On January 1, 2026, a Reserve Bank of India directive quietly came into force that gives every MSME owner with a floating rate loan a significant new right. Your bank, NBFC, or financial institution can no longer charge you a penalty for prepaying — partially or fully — a floating rate business loan.
This is not a minor technical change. It has real, material implications for how you manage your existing debt and how you negotiate new loans going forward.
What the RBI actually said — in plain language
The RBI’s Pre-payment Charges on Loans Directions, 2025, effective January 1, 2026, says:
- No prepayment charges on floating rate loans taken by individuals or Micro and Small Enterprises (MSEs) from commercial banks or NBFCs
- Applies to all loans sanctioned or renewed on or after January 1, 2026
- No minimum lock-in period before you can prepay
- No restriction on the source of funds — you can prepay using your own cash, a loan from another bank, or any other source
- Applies to both partial prepayments and full foreclosure
Before this rule: your bank could charge 2–4% of the outstanding loan amount as a prepayment penalty. On a ₹1Cr loan, that was ₹2–4 lakh just to pay your own money back early. That charge is now illegal on qualifying loans.
Which loans are covered — and which are not
Covered: Floating rate term loans and working capital loans from commercial banks and major NBFCs — sanctioned or renewed from January 1, 2026 onwards. This includes CC/OD facilities renewed after January 1, 2026.
Not covered: Fixed rate loans (your bank can still charge prepayment penalties on these). Loans sanctioned before January 1, 2026 under old terms — these continue under their existing loan agreement until renewal. Small Finance Banks, Regional Rural Banks, and some cooperative banks — exemption applies only up to ₹50 lakh for these entities.
Three ways to use this to your advantage right now
1. Renegotiate your existing loan at renewal. If your term loan or CC facility comes up for renewal after January 1, 2026, it now qualifies under the new rules. This is the moment to shop around — approach two or three banks with competing offers. Your current lender knows you can now refinance without penalty. Use that leverage.
2. Reduce your CC utilisation without fear. Many MSME owners avoid bringing down their CC balance because they feared the bank would reduce the limit or charge fees. The new rules give you freedom to move funds in and out of your CC account without prepayment penalty anxiety.

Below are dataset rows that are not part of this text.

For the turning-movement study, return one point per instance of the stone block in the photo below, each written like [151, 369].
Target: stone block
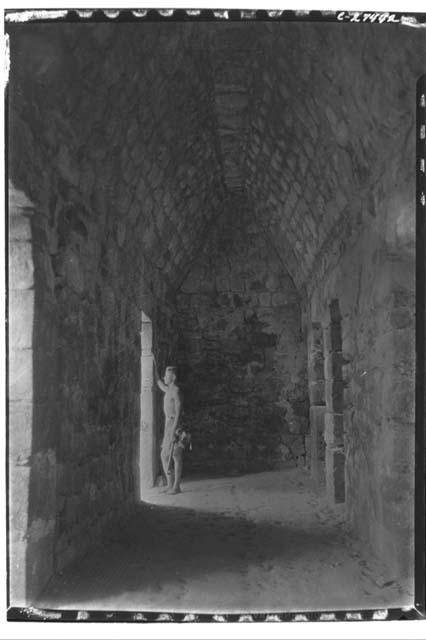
[333, 363]
[21, 265]
[19, 228]
[272, 282]
[278, 299]
[20, 431]
[317, 392]
[333, 429]
[265, 299]
[20, 374]
[21, 317]
[335, 475]
[332, 338]
[334, 397]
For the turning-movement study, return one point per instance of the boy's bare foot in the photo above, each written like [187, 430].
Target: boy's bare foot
[174, 491]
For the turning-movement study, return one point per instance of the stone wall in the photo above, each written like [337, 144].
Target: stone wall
[120, 181]
[241, 357]
[370, 372]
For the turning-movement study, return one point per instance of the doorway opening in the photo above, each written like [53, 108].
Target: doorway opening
[147, 436]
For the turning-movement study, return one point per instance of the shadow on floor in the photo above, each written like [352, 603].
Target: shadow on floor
[160, 546]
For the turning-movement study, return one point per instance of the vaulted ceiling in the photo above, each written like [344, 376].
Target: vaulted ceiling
[158, 124]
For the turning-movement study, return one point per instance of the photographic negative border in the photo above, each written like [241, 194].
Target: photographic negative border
[409, 20]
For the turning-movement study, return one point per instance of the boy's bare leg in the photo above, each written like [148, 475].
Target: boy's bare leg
[167, 472]
[178, 465]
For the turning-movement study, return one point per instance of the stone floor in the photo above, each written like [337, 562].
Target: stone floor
[260, 542]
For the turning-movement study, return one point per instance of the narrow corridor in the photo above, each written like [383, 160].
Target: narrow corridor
[259, 542]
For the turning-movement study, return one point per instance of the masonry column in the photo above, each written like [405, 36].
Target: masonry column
[334, 395]
[317, 400]
[147, 441]
[20, 316]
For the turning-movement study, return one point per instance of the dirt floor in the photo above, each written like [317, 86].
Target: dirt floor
[260, 542]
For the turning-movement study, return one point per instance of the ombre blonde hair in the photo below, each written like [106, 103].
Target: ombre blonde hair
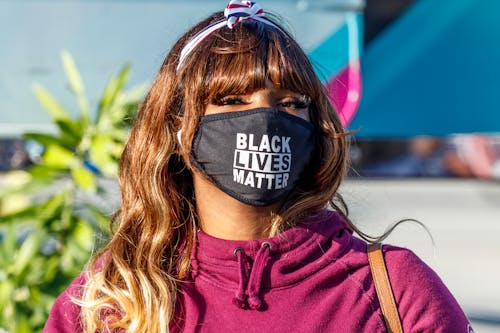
[133, 282]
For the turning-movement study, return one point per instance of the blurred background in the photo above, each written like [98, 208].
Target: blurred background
[416, 81]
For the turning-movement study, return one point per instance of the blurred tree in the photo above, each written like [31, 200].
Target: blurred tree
[54, 217]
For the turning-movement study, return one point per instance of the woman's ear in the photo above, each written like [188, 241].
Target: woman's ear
[179, 138]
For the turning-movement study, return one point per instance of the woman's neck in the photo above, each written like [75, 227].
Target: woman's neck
[222, 216]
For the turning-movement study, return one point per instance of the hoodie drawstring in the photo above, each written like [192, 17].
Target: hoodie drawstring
[251, 296]
[240, 297]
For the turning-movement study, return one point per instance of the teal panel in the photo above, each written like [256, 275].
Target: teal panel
[333, 54]
[435, 71]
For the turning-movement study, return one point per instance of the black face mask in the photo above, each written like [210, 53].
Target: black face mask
[256, 156]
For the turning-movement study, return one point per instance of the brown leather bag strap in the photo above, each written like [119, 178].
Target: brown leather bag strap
[383, 288]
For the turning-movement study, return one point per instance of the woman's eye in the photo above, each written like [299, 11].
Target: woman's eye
[229, 100]
[296, 103]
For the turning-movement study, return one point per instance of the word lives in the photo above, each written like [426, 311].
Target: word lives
[262, 162]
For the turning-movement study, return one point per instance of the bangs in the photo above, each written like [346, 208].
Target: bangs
[241, 60]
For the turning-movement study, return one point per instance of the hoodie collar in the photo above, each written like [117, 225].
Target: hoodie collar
[248, 267]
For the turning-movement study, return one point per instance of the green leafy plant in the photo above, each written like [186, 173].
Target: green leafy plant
[58, 210]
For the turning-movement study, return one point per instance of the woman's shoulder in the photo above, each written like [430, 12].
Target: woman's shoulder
[65, 313]
[424, 302]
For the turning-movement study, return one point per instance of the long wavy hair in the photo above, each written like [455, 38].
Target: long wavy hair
[133, 282]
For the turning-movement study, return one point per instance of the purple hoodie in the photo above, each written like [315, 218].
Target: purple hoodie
[314, 277]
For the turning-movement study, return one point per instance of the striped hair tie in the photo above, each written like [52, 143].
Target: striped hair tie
[235, 12]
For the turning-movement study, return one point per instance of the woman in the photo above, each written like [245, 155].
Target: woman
[234, 155]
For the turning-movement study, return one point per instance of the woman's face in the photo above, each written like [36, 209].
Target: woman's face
[269, 97]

3. Switch lenders if you are paying above-market rates. Previously, switching from one bank to another on a term loan meant paying a 2–4% prepayment penalty to the original lender — making the economics of switching unfavourable even when the new bank offered a significantly better rate. That barrier is now gone for qualifying loans. If your current term loan rate is 13% and another bank offers 11%, the math now works in your favour.
What to do if your bank tries to charge you anyway
Some lenders — particularly NBFCs and smaller banks — may not immediately update their practices. If your bank attempts to charge a prepayment penalty on a qualifying floating rate loan sanctioned after January 1, 2026:
- Cite the RBI Pre-payment Charges on Loans Directions, 2025, in writing to your bank
- Request a written response from the branch manager
- If unresolved, file a complaint at the RBI’s Banking Ombudsman — cms.rbi.org.in
The RBI is actively monitoring compliance with this directive. Non-compliant lenders face regulatory action. Your complaint will be taken seriously.
The bigger picture — what this signals
This rule is part of a broader RBI push to make India’s lending market more competitive and borrower-friendly. The logic is simple: when borrowers can switch lenders without penalty, banks compete harder for good borrowers. That competition drives interest rates down and service quality up. For MSMEs — which have historically been captive borrowers with limited switching options — this is a meaningful shift in the power balance.